When was the last time you rebooted MacOS?  There is a good possibility that there are still some memory leaks in LR7.1. Restarting the OS should reset everything back to the beginning for LR.  The next time this occurs,  use the Activity Monitor to track LRs memory usage and opened threads


----------



## GES (Jan 1, 2018)

Thank you for jumping on this so fast…
My computer auto shuts down late at night and restarts auto in the morning…yet I had the same issues with LR this morning…. BUT… that being said I just rebooted after reading your reply and now the slow down issues in the Develop module have disappeared ?…. So I don’t understand why the problem was there after first morning restart and then disappeared after second restart…. ahhhh computers!  I have not tested the importing issue… Again thanks so  much for your time… I’ll continue testing..
George


----------



## clee01l (Jan 1, 2018)

GES said:


> My computer auto shuts down late at night and restarts auto in the morning…yet I had the same issues with LR this morning…. BUT… that being said I just rebooted


It probably is going to sleep, keeping everything in memory until you wake it.  This is not the same as a reboot.  When you invoke the reboot command, everything gets reinitialized and you usually are required to enter there user name and password.


----------



## GES (Jan 2, 2018)

clee01l said:


> It probably is going to sleep, keeping everything in memory until you wake it.  This is not the same as a reboot.  When you invoke the reboot command, everything gets reinitialized and you usually are required to enter there user name and password.

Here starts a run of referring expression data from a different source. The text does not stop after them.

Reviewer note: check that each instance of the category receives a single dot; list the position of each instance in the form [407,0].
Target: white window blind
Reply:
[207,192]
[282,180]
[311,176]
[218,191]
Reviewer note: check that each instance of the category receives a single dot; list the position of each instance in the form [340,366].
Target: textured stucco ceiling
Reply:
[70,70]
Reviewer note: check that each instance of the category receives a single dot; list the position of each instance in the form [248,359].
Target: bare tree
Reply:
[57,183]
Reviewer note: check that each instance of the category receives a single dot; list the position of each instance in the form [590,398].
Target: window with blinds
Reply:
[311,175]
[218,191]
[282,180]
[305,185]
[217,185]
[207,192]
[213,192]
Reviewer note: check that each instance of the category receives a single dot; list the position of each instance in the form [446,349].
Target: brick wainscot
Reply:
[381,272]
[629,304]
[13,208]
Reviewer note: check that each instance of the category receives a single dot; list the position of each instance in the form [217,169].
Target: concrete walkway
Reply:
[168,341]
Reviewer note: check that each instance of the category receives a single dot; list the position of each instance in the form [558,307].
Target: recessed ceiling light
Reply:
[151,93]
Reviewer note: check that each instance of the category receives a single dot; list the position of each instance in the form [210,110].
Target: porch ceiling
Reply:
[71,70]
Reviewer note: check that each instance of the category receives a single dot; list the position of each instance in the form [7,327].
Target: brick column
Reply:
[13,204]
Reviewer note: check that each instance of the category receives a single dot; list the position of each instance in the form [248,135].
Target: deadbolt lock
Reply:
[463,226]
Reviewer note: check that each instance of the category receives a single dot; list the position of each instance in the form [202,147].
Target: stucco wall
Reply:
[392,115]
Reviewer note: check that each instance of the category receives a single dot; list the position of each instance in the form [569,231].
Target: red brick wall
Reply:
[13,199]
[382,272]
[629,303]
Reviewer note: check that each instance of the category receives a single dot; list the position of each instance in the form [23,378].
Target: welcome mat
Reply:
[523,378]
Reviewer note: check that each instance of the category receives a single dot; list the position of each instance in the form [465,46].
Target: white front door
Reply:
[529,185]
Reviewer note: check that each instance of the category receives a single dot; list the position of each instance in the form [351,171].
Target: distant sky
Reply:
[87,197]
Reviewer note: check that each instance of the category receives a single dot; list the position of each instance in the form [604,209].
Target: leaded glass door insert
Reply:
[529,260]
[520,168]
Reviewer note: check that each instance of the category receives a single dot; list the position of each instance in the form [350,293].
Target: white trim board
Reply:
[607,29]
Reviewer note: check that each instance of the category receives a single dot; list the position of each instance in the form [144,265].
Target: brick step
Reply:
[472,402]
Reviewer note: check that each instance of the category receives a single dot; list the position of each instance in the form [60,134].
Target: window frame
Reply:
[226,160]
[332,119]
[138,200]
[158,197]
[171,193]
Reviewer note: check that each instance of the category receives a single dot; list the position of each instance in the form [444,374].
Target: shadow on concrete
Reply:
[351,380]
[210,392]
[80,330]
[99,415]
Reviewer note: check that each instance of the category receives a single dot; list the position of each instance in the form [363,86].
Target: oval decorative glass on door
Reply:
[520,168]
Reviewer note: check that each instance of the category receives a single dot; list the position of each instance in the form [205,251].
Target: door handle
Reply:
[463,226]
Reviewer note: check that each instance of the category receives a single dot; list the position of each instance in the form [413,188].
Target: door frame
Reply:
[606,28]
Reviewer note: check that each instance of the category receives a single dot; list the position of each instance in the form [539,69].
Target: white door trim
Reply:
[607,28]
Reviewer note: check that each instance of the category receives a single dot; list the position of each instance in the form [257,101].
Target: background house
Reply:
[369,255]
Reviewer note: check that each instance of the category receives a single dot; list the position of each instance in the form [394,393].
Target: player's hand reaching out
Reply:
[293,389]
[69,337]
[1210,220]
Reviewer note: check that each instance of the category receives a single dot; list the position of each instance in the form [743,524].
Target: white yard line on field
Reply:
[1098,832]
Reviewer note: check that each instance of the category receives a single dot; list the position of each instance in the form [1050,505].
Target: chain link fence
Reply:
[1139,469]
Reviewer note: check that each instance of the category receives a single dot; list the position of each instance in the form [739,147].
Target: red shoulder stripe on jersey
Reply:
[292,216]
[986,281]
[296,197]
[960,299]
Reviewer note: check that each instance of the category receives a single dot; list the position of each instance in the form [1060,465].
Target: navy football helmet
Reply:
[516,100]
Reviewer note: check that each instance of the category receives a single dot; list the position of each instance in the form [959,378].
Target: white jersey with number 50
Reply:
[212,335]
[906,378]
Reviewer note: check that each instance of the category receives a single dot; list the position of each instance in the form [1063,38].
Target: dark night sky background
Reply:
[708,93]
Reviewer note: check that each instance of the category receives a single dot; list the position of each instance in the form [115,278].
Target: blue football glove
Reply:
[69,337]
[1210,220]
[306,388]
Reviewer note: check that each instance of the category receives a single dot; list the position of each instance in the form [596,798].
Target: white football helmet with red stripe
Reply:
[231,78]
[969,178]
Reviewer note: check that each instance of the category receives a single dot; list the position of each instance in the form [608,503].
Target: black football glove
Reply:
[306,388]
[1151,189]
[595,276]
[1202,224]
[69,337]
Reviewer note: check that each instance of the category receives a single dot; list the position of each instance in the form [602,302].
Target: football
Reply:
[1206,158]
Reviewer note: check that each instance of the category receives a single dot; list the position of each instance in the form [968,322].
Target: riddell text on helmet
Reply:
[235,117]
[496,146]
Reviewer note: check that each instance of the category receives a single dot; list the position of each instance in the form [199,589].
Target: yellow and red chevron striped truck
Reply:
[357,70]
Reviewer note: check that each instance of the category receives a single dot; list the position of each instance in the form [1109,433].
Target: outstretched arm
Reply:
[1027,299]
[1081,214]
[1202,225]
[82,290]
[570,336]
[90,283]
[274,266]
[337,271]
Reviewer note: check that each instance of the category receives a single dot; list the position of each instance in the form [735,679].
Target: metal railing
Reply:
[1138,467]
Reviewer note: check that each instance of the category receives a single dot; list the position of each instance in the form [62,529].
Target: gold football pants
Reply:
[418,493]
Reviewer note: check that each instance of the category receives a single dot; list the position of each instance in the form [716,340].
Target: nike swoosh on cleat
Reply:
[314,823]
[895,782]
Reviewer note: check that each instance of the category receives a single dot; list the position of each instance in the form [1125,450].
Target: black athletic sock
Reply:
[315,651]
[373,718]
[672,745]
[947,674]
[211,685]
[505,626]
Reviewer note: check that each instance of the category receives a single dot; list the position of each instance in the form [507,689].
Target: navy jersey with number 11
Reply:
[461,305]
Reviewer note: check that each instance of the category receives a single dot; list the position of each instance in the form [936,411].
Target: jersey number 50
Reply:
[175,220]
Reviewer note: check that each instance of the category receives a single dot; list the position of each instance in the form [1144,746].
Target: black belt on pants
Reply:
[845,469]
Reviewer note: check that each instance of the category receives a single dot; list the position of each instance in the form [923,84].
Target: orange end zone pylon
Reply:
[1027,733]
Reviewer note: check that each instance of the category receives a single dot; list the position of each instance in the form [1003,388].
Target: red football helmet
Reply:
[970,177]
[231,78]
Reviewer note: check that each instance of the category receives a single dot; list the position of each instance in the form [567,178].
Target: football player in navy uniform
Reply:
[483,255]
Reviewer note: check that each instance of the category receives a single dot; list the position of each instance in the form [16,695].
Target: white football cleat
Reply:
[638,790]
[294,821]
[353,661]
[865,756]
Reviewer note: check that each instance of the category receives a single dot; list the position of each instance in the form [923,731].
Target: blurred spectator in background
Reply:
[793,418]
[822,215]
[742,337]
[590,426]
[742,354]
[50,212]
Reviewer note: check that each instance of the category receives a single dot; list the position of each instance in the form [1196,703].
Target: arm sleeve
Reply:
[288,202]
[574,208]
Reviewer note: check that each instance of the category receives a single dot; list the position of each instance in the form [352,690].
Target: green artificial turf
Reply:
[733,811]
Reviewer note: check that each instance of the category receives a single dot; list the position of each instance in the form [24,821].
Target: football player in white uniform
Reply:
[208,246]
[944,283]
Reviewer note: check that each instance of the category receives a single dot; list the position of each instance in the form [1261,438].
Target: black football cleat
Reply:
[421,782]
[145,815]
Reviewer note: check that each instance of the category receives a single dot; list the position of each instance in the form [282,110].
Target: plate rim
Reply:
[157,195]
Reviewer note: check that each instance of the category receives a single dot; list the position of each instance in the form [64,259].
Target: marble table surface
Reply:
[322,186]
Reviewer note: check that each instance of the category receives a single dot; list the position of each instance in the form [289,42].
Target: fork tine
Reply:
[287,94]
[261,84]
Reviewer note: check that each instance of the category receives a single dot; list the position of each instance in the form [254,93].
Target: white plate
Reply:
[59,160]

Actually I'm pretty sure its a "Shutdown".... you can schedule this thru the energy saver in system pref.... when it shuts down you can't wake via keyboard etc... and when it auto restarts it you get the "bong sound" plus I have to log in... but who knows maybe behind the scene it takes a short cut I can't be positive... Thanks


----------



## clee01l (Jan 2, 2018)

GES said:


> Actually I'm pretty sure its a "Shutdown"....


"_Note: _If you have any documents open with unsaved changes, your Mac might not go to sleep or shut down when scheduled."  Shutdown will not occur if LR is open.  But yes, you could be right if you have scheduled this.  If you shutdown the Mac overnight, when yo you let the system perform the necessary backup of your critical user files?


----------



## GES (Jan 2, 2018)

Absolutely .... If I don't quit LR it certainly will not shutdown..but I usually do and backup catalogue every time I quit LR... and the computer backs up all day long to Backblaze..... No worries there... Thanks.


----------